Addressing DTA staff in Canberra on Thursday, Assistant Minister for Cities and Digital Transformation Angus Taylor and Minister for Human Services Alan Tudge promised a raft of new improvements to the often-criticised online access credential, all to be delivered within six months.

The DTA’s heavy focus on myGov, especially cementing a more productive working relationship with its former Human Services custodian, is a strong signal that swiftly improving the usability of government transactional services remains the top deliverable for all agencies following the dissolution of the Digital Transformation Office.

It also underscores the increasing political sensitivity of escalating public frustration with clunky online transaction interfaces for major agencies and the need to deliver front-end improvements fast.

The DTO had been due to deliver an alpha stage prototype of its Digital Identity Framework by the end of 2016. However that project — and much of the language that came with it — has been parked in favour of making “verification” and “authentication” functionality much easier for everyday people to use.
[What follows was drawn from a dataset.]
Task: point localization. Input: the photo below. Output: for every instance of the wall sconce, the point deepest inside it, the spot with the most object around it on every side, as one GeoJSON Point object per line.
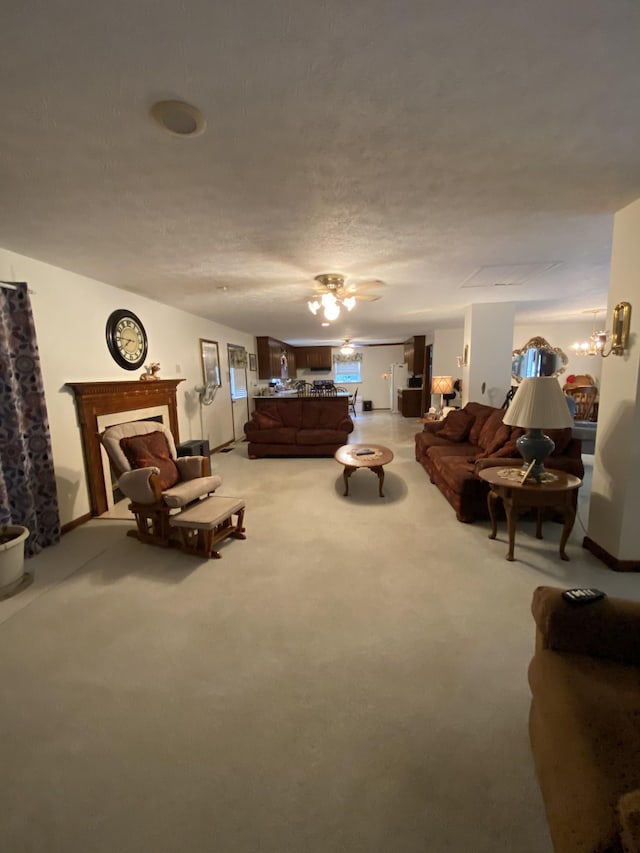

There’s still acknowledgement of the digital identity foray at the DTA, but it’s hardly at the front of the shop window.

User friendly laundry list

A laundry list of incremental improvements recently made to myGov cited by Taylor and Tudge shows demonstrates that  it’s no small task to ease the online frustrations of millions of Australians — many of whom who can withdraw cash from an ATM via SMS, but clearly have trouble logging into their myGov accounts.

Tellingly, key myGov improvements will give users:

  • The ability to self-unsuspend accounts, and reclaim email addresses connected to locked accounts
  • The option of seeing their password as they type, reducing incorrect password attempts
  • Multiple sign in options that are easier to remember – including using a mobile phone number to sign in

Coming soon to myGov…

More user experience enhancements are on the runway for the next six months.

“In 2017, the myGov platform will be made easier to use on any device, with a simpler design and a guided experience to create and access your account, plus the option to receive updates about transactions on your phone or tablet,” Tudge said.

“Users will also be able to choose simpler log in options that suit their needs while ensuring myGov remains highly secure.”

Maybe not as secure as a completely unmemorable, randomised 10-digit alphanumeric string, but secure enough to lodge basic information the government requires to roll a payment to an account number it already has.